The EU's current steering document, the Nice Treaty, allows for 27 member states. After the union grew to 25 in 2004, Bulgaria and Romania are set to fill the last two available slots before the European institutions have to be revised.

Germany, which is to take over the rotating six-month EU presidency in January, has said it will make the constitutional revision a top priority during its term. Though EU member states are aiming for consensus on the treaty by the end of 2008, ratification of a new text could take much longer, the EUObserver reported.

Reservations about further enlargement

A female factory worker stands in an assembly line in a Romanian automobile factory
The new member states will have to submit 'progress reports' every six monthsImage: AÖ

Romania and Bulgaria are set to join the 25-member bloc at a time of weakening support in some EU states for further enlargement and fears of a flood of new job-seeking migrants.

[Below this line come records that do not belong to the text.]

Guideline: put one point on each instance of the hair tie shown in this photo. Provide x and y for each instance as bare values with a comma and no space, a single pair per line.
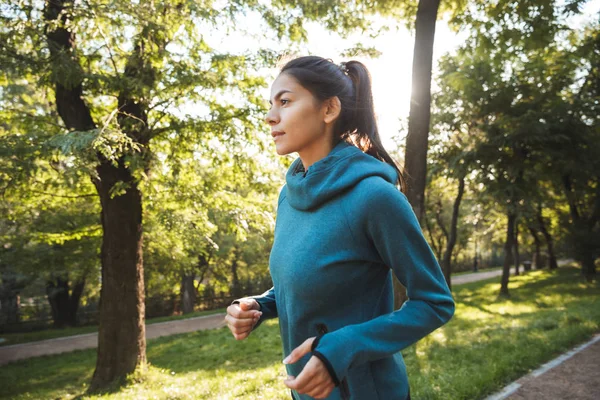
343,68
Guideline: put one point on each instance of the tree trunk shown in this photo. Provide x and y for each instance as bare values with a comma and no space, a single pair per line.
64,302
419,117
549,241
9,301
517,255
415,162
399,293
588,266
121,335
437,247
508,246
447,261
537,254
235,280
188,293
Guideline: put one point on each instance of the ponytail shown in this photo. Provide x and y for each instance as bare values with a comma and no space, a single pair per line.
365,134
351,83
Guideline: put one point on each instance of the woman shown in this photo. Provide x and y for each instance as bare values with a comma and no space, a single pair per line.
342,228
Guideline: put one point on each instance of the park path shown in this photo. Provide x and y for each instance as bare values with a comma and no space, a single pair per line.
478,276
574,375
90,340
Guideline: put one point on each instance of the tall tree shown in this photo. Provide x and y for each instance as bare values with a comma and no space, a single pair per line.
415,159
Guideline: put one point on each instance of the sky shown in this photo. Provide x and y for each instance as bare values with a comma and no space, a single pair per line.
390,72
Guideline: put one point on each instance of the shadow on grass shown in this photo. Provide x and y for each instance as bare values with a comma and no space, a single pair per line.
197,351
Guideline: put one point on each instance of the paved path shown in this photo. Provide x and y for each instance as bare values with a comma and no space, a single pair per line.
574,375
478,276
90,340
79,342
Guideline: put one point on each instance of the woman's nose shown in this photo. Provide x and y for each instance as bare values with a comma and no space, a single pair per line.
271,117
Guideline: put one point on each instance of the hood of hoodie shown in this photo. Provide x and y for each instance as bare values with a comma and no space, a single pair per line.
340,170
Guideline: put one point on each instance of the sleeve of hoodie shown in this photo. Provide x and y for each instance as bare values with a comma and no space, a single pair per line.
267,304
266,301
389,223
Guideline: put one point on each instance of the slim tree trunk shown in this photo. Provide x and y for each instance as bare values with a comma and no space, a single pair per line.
537,254
64,302
9,301
415,163
517,255
419,117
508,246
188,293
549,241
447,261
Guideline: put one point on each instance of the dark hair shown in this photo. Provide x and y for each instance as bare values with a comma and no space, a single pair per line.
351,83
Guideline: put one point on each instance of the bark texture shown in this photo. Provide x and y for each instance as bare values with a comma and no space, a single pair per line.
447,260
121,335
64,301
420,113
415,163
508,247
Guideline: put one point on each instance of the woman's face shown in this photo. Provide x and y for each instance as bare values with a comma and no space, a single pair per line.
297,119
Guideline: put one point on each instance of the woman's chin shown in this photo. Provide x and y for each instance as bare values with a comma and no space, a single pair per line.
282,150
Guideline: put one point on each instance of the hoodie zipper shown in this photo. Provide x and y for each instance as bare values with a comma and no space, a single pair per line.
344,390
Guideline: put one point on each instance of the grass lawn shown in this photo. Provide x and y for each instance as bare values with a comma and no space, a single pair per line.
488,343
16,338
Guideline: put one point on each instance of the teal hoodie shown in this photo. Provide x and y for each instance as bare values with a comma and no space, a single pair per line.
342,228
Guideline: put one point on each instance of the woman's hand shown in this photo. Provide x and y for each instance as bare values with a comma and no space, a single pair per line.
314,380
242,317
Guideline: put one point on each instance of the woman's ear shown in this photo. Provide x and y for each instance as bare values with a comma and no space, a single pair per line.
333,109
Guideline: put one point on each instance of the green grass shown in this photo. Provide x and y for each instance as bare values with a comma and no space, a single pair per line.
488,343
17,338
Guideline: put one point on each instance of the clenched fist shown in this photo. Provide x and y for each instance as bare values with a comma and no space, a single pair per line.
242,317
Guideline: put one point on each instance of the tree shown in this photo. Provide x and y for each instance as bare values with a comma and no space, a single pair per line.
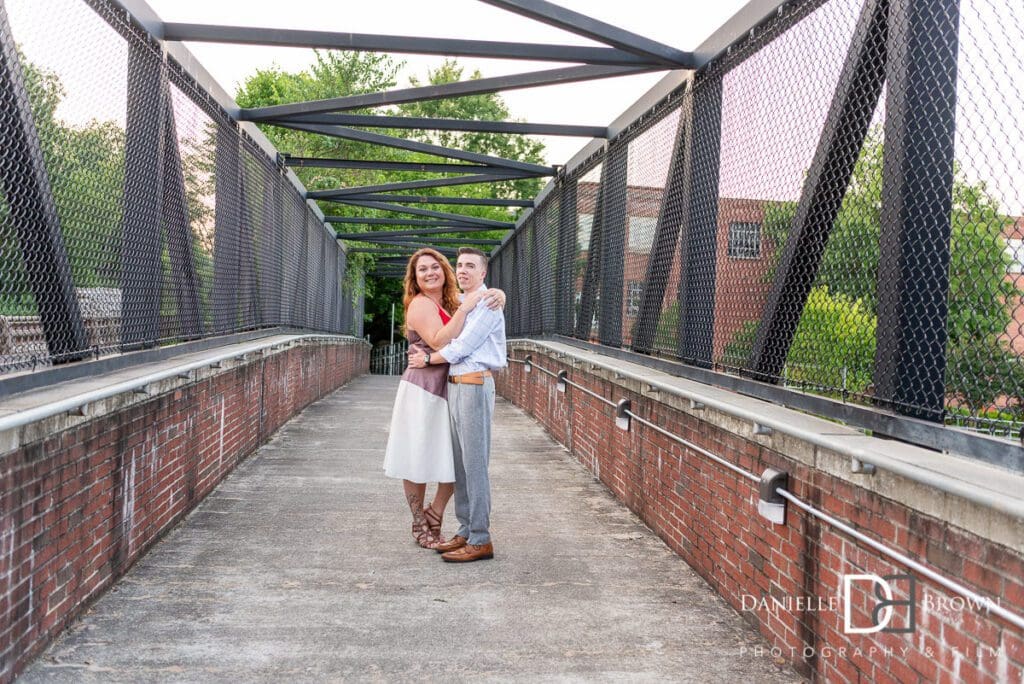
337,74
980,366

Most member states are expected to impose restrictions on workers from the two newcomers, as they did when 10 mainly eastern European countries joined in 2004.

Britain, which allowed unrestricted access last time, has warned that it is likely to put a cap on immigrants from Bulgaria and Romania, after half a million eastern Europeans have entered the country since 2004.


Romania's Prime Minister Calin Tariceanu, in an interview published Monday, said entry into the European Union will not spark a wave of mass emigration and appealed to current EU member states to keep their borders open.

"Free movement of workers should be respected by all member states," he said.

Romania, with a population of 22 million, will become the seventh most populous state in the bloc. Together with Bulgaria, a country of 8 million, it will be the poorest member state. Per capita output amounts to barely one-third of the EU average.


Continued corruption raises concern

A Bulgarian fisherman pulls in his net
Agricultural subsidies will be at stake if EU conditions aren't metImage: AP

As part of their accession agreement, Bulgaria and Romania will be obliged to turn in a 'progress report' about improvements in these areas every six months. If progress isn't evident, EU aid will be withdrawn.

Insufficient administration preparation could lead to cuts in agricultural subsidies, for example, and reductions in agricultural exports may result if inadequate veterinary controls persist.

The judicial system, particularly in Bulgaria, is another area that needs attention, according to reports, and a stop on judicial cooperation with other members could be enforced if underlying corruption remains.

"It is a very tense period. We are in the delivery year. But I believe out country will prove that we can and will be good members of the European Union," said Bulgaria's Prime Minister Sergei Stanishev.